The EU Battery Regulation (effective 2024–2027 in phases) introduces mandatory carbon footprint declarations, minimum recycled content, and due diligence requirements for battery supply chains. This creates demand for sustainability specialists, supply chain auditors, and lifecycle management professionals — roles that barely existed five years ago.
The EU Energy Storage Action Plan and national auction programmes are driving deployment. In 2025, 80 GWh was awarded through European auctions — directly translating into construction, commissioning, and operations jobs over the following 2–3 years.
The US Inflation Reduction Act continues to pull investment westward. FREYR's pivot from Norway to the US, and Tesla's expansion of Megapack manufacturing in Texas, illustrate how subsidy regimes shape where jobs end up. European policymakers are responding — the proposed Net Zero Industry Act aims to ensure 40% of clean tech manufacturing happens in Europe — but the outcome remains uncertain.
Key employers
Battery manufacturers (European operations)

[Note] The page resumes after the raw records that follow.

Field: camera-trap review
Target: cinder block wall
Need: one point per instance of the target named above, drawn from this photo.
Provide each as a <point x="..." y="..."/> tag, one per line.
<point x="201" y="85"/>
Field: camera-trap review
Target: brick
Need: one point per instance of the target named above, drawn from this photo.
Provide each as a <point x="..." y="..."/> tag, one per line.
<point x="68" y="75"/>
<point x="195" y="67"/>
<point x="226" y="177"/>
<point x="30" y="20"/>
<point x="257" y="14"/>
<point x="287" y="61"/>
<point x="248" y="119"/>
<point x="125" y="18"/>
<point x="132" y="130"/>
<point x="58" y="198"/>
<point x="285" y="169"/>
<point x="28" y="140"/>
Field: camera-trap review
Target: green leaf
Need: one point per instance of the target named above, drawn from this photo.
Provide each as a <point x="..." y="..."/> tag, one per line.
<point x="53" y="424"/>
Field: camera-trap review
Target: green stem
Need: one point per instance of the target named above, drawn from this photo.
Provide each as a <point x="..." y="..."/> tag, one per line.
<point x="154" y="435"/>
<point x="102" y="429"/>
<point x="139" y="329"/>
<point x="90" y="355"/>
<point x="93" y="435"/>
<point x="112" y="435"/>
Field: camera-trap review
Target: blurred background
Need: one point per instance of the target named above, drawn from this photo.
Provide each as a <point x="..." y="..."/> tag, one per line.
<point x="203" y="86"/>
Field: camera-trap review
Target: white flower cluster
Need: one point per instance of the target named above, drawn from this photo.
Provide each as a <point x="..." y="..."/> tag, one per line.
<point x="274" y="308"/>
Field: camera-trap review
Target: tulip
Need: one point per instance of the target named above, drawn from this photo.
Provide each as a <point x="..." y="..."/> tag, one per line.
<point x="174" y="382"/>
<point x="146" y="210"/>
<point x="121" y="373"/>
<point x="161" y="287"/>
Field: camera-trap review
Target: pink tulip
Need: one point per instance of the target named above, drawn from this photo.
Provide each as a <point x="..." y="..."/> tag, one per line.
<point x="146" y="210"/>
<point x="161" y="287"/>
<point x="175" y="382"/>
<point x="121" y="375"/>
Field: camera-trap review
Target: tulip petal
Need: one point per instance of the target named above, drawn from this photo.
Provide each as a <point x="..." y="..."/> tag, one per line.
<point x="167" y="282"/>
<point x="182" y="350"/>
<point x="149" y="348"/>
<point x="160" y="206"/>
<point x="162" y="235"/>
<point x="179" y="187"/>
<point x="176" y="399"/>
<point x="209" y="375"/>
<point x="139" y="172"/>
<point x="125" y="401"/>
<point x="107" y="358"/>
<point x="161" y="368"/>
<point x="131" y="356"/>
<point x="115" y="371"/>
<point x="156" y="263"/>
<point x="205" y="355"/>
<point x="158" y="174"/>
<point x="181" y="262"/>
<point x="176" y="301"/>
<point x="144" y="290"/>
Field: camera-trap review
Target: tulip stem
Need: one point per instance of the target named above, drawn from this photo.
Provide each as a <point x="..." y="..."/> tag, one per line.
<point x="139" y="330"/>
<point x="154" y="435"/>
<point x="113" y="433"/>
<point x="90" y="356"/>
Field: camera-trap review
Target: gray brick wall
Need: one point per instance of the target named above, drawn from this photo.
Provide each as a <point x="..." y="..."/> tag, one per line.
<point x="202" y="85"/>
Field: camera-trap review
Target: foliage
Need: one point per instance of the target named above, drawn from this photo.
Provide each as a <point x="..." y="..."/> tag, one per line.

- CATL — China, with plants in Erfurt (1,700 employees) and Debrecen, Hungary (up to 9,000 at full capacity)
- Verkor — France, 16 GWh gigafactory in Dunkirk, 1,200 direct jobs
- PowerCo — Germany (VW subsidiary), Salzgitter gigafactory, targeting 5,000 employees
- ACC — France, Stellantis/Mercedes/TotalEnergies JV, Douvrin plant operational
- Samsung SDI — South Korea, major plant in God, Hungary
- SK On — South Korea, three plants in Hungary, 47.5 GWh European capacity
- AESC — Japan/China (Envision Group), new Sunderland gigafactory, growing to 1,000 employees
BESS integrators and technology providers
- Fluence — US (Siemens/AES), global leader, 1,700+ employees, USD 2.3 billion revenue
- Tesla Energy — US, 46.7 GWh deployed in 2025, Megapack manufacturing in California and Shanghai
- BYD Energy Storage — China, 75+ GWh delivered to 110+ countries, including the world's largest single contract (12.5 GWh for Saudi Arabia)
- Wärtsilä Energy Storage — Finland, delivered Europe's largest operational BESS (200 MW at Blackhillock, Scotland)
- Sungrow — China, 17,300 employees, energy storage revenue now exceeds power conversion equipment
BESS developers and fund operators (UK-focused)
- Zenobe — UK, 1,135 MW in operation or construction, ~340 employees, Europe's largest BESS site at Blackhillock
- Gresham House Energy Storage Fund — UK, first gigawatt-scale operational BESS portfolio in Britain (1,072 MW)
- Gore Street Energy Storage Fund — UK, 577 MW across five grids
- Harmony Energy — UK, 1 GW+ consented, specialist in two-hour duration BESS
Pumped hydro
- Voith Hydro — Germany, 3,700 employees, modernised the world's largest pumped storage plant (Bath County, US)
- ANDRITZ Hydro — Austria, part of 30,500-employee ANDRITZ Group, supplied equipment for Limberg III (480 MW, Austria)
Adjacent sectors
Energy storage sits at the intersection of several other clean energy sectors. Battery engineers frequently move between storage and EV charging infrastructure. Grid integration specialists work across storage and smart grid technologies. Hydrogen — particularly green hydrogen produced from renewable electricity — is increasingly paired with battery storage in hybrid projects, and fuel cell technology shares electrochemical fundamentals with battery R&D. Thermal energy storage is a smaller but growing niche. The boundaries between these sectors are blurring, and professionals who understand multiple storage technologies have a significant career advantage.